On July 28, Harris dropped a bombshell at his hotel room in Philadelphia: he had evidence that Cox was betting on his own team. When Landis got wind of Harris' charges, he launched an immediate investigation. Initially, Cox denied any wrongdoing, but conceded that some of his business associates bet on the Phillies. As the investigation progressed, Cox changed his story and admitted making some "sentimental" bets on the Phillies, and he claimed that he didn't know it was against the rules. This made no difference to Landis, who suspended Cox indefinitely on November 23, 1943.

Cox immediately resigned as team president but appealed Landis' ruling 11 days later. At the December 4 hearing, Harris testified that he'd heard Cox's secretary asking about the odds for a game between the Phillies and Brooklyn Dodgers; when Harris asked, "Do you mean to tell me Mr. Cox is betting on baseball?" the secretary replied that it was common knowledge in the Phillies office. On the basis of this and other evidence, Landis ordered that Cox be banned for life, thus making Cox the first non-player to be banned from baseball by Landis; he is the last owner to be banned for life as of 2025.

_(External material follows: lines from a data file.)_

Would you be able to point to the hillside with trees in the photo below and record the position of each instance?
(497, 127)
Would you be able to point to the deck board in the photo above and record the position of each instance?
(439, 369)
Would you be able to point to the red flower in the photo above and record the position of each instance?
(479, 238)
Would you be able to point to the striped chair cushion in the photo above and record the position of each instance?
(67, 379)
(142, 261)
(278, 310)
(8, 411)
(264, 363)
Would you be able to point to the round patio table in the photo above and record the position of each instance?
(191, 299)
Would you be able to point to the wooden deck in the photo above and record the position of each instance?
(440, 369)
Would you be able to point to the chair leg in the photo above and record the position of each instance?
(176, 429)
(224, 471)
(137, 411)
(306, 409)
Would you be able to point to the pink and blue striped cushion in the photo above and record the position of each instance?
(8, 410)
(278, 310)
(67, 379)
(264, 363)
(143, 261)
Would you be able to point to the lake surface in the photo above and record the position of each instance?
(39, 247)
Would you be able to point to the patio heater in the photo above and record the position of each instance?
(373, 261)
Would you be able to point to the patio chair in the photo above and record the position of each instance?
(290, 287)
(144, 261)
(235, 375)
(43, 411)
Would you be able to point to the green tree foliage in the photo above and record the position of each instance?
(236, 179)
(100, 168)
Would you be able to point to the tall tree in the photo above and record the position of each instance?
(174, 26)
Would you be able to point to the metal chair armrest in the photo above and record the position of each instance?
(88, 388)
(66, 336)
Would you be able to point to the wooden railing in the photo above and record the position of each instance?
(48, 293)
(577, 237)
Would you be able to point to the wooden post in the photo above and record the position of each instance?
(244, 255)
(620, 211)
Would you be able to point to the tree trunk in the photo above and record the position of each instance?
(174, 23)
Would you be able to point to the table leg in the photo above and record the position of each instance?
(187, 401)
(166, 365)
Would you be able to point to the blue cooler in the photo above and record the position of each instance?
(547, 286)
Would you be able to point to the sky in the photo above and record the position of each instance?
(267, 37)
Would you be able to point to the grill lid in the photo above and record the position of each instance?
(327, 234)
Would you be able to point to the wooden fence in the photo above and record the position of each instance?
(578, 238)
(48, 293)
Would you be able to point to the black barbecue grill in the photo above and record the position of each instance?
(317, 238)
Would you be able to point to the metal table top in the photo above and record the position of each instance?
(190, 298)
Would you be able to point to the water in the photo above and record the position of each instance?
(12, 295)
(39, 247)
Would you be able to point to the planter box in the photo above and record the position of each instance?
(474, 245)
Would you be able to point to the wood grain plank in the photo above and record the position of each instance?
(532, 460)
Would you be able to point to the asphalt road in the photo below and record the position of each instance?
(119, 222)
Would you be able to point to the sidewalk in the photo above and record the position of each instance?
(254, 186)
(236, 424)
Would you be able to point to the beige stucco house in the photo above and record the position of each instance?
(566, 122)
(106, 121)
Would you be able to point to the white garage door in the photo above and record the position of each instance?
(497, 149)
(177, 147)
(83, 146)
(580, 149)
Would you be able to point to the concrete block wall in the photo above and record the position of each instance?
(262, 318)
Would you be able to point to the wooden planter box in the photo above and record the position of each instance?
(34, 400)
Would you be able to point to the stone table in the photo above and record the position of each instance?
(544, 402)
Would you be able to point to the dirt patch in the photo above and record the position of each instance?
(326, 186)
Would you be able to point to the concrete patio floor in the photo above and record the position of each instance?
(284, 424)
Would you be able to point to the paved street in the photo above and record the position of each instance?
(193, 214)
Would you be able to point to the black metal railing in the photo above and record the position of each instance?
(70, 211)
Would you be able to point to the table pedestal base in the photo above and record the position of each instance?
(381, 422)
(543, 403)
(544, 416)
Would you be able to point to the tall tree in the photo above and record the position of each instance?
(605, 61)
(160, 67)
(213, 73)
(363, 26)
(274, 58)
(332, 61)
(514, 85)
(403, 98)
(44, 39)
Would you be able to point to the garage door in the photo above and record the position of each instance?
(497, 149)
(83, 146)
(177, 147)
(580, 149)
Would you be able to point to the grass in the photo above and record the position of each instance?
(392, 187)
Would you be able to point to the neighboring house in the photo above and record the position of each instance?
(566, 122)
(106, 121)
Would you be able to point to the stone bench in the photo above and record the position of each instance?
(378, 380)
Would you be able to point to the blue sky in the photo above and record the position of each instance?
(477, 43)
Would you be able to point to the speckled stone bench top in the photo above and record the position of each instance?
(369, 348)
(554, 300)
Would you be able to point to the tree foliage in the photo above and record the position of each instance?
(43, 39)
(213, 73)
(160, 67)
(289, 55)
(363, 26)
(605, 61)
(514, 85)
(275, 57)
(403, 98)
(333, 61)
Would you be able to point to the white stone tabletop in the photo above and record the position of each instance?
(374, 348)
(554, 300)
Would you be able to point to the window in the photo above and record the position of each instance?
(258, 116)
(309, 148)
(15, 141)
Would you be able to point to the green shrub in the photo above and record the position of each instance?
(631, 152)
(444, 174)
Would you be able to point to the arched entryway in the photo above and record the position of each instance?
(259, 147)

Bob Carpenter Sr., scion of the Delaware-based Du Pont family, bought the team with his son for an estimated $400,000 on Nov. 23, 1943, the same day that Cox was banned. The Carpenter family owned the Phillies until 1981.

Cox was reinstated by Commissioner Rob Manfred on May 13, 2025 along with other deceased players who were on the ineligible list.

==Professional soccer leagues==
In 1960, Cox led entrepreneurs in creating the International Soccer League, an annual summer competition that would bring professional soccer teams from various nations, as well as a team of American-born players, the New York Americans to play against each other in New York City. The International Soccer League competition lasted for six summers, and would stage matches in other cities during its existence. In 1967, Cox and other sportsmen launched the National Professional Soccer League in 10 American cities. After a merger with the rival United Soccer Association, eight of the NPSL franchises (the Atlanta Chiefs, Baltimore Bays, Chicago/Kansas City Spurs, Los Angeles/San Diego Toros, New York Generals, Oakland Clippers, St. Louis Stars, and Toronto Falcons) would become part of the North American Soccer League.

Cox retired to other business interests and died in Mount Kisco, New York in 1989.